You can then marinate your dish in this thicker sauce, like "MasterChef" winner Christine Ha does with these teriyaki chicken and pineapple skewers — and/or use it as a sauce to brush on at the end of whatever you're cooking and/or as a dipping sauce (Just don't use excess marinade as a finishing or dipping sauce after marinating raw meat in it).

Long story short, if you want to go the subtler, quicker and easier route, skip the cornstarch and the heat and stick to a standard marinade. But if you want that classic thick, caramelized texture, you'll want to cook your marinade into a thicker sauce-like consistency before using it.

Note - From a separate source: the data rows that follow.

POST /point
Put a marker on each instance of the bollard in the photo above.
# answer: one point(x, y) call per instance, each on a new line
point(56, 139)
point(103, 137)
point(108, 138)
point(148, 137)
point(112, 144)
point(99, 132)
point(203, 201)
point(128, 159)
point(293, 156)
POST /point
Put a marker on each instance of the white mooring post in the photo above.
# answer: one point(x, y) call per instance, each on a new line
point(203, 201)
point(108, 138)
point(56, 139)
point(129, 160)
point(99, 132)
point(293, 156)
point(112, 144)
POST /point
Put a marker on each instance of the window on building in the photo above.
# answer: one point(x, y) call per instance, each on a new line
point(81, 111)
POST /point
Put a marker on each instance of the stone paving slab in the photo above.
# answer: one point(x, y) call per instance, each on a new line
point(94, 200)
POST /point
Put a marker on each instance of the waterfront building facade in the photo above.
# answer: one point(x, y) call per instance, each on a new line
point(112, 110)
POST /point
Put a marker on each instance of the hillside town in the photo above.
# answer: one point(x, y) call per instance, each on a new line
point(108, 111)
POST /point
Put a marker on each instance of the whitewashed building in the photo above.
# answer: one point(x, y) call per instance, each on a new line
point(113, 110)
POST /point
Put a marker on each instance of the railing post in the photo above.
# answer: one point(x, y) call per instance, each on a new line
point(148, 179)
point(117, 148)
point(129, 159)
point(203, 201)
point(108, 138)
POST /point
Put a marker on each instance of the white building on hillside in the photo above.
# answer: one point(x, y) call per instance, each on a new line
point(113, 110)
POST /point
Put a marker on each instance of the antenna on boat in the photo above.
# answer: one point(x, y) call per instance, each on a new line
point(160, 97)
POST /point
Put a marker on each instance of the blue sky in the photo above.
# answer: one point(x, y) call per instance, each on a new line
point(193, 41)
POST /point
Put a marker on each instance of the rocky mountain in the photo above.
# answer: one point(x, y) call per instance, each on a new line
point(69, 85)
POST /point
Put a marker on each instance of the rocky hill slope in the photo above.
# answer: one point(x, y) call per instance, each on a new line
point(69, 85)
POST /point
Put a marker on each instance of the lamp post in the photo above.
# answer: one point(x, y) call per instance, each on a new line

(Pro tip: You can also use basic teriyaki ingredients to create a light salad dressing, just add a little mayonnaise as thickener. AND you can use the same ingredients as the teriyaki sauce in a stir fry -- but you don't need to pre-cook it, since you'll be cooking it along with the stir fry to thicken.)


Rachael Ray Show


RELATED: Teriyaki Pork with Edamame-Scallion Rice


Once you've made your teriyaki marinade, combine the meat with the sauce. Cover and marinate in the fridge for at least one hour before using in your recipe.


You can thicken most sauces by adding flour, but mild cornstarch works better with teriyaki and other Asian-inspired sauces. Don’t have cornstarch on hand or would rather skip it? Simply simmer your sauce over low heat longer to evaporate more water and it will continue to thicken. (All-natural thickening for the win!)